Augustus has a lot of things going on for such quick (thirty minutes!) gameplay. There’s worker placement with your legion tokens; decision-making in choosing new task cards; chaos management and probability analysis in dealing with the random tile draws. There’s even some push-your-luck elements thrown in for good measure.
Ultimately, Augustus employs an overused theme, but completely charms audiences through accessible and entertaining gameplay. I’ve taught it to a number of tables at the café to great success; when I revisit a table in the middle of a game, I see laughing, trash-talking and a good time being had. And if you can’t secure a seat at the emperor’s side this time around…well, it’s a short game, and hopefully you can con your friends in one more game. There’s usually “one more game” with Augustus.
Hanabi is a favourite here at Snakes & Lattes - one of the game's biggest fans (and also our Events/PR wizard) Sean J wrote up his thoughts on the recent nominee for Spiel des Jahres!
Hanabi is less a game and more of a shared group experience. It is cooperative and so we all have the same goal when playing. Every decision a player has to make is tensely watched by their teammates. A false move can cost the game for the entire group.
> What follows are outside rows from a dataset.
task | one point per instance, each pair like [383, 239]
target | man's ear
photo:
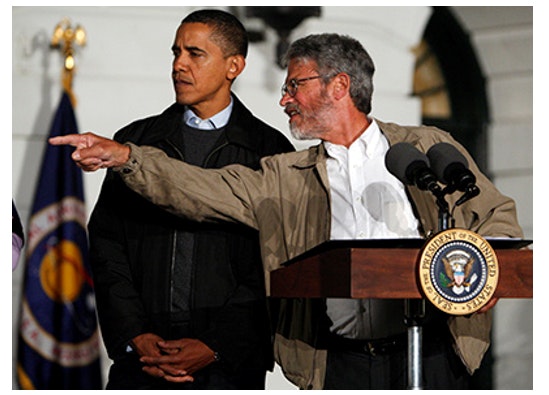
[341, 84]
[236, 66]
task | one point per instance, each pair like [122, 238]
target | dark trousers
[126, 374]
[355, 369]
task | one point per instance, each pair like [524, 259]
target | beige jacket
[288, 201]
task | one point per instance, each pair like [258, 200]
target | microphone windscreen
[401, 158]
[444, 158]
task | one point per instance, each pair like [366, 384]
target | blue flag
[58, 346]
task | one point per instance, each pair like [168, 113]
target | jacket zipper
[178, 155]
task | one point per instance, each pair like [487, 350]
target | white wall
[123, 74]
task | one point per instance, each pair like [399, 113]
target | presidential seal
[458, 271]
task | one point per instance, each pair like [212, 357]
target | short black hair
[227, 31]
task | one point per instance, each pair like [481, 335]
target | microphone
[451, 168]
[411, 167]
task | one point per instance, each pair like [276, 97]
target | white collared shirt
[218, 121]
[367, 203]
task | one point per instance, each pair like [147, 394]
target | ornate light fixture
[64, 38]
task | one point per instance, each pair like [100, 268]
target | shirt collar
[369, 142]
[218, 121]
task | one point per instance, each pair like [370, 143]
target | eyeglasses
[291, 86]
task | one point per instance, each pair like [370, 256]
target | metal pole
[414, 310]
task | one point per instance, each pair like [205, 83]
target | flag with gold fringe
[58, 340]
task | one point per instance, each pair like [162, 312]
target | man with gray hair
[338, 189]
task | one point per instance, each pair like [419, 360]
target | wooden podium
[388, 269]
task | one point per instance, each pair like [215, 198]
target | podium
[388, 269]
[363, 269]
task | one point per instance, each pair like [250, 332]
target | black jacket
[132, 247]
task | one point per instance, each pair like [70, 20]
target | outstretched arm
[94, 152]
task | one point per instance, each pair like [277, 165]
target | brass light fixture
[64, 38]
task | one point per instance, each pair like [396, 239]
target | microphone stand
[414, 309]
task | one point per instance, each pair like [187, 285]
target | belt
[373, 347]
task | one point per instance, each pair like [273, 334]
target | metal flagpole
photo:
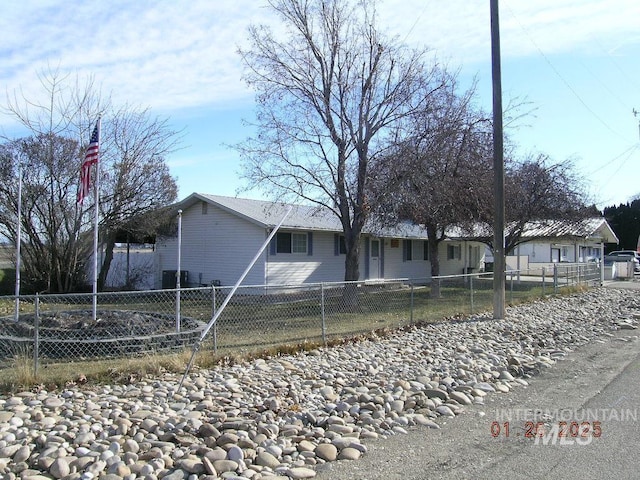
[18, 242]
[498, 170]
[178, 272]
[95, 230]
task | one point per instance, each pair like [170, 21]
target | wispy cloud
[170, 55]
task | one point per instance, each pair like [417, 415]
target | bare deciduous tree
[134, 177]
[435, 175]
[328, 91]
[537, 190]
The premise of Hanabi is simple enough. We play as fireworks experts trying to put on the best display possible for our highly critical audience. We play with a deck of cards. There are five different suits with cards ranging between 1 and 5. We want to play out the cards in order in all of the different suits. So far so good? The trick is that you hold your hand facing away from you. You can see your teammates' cards, but not your own. Through clues, you help your team play the right card at the right time to advance the game.
For such simple rules it is incredible how addictive and engaging Hanabi is. Little wonder it's up for this year's Spiel des Jahres. Hanabi is a little gem of a game that has taken over the Snakes and Lattes staff in a way that few games have. Because you can 'win' Hanabi with a less than perfect score it can lead to multiple re-plays in an effort to better your score.
A perfect game is 25 points. My personal best is 24...so painfully in reach and so far away!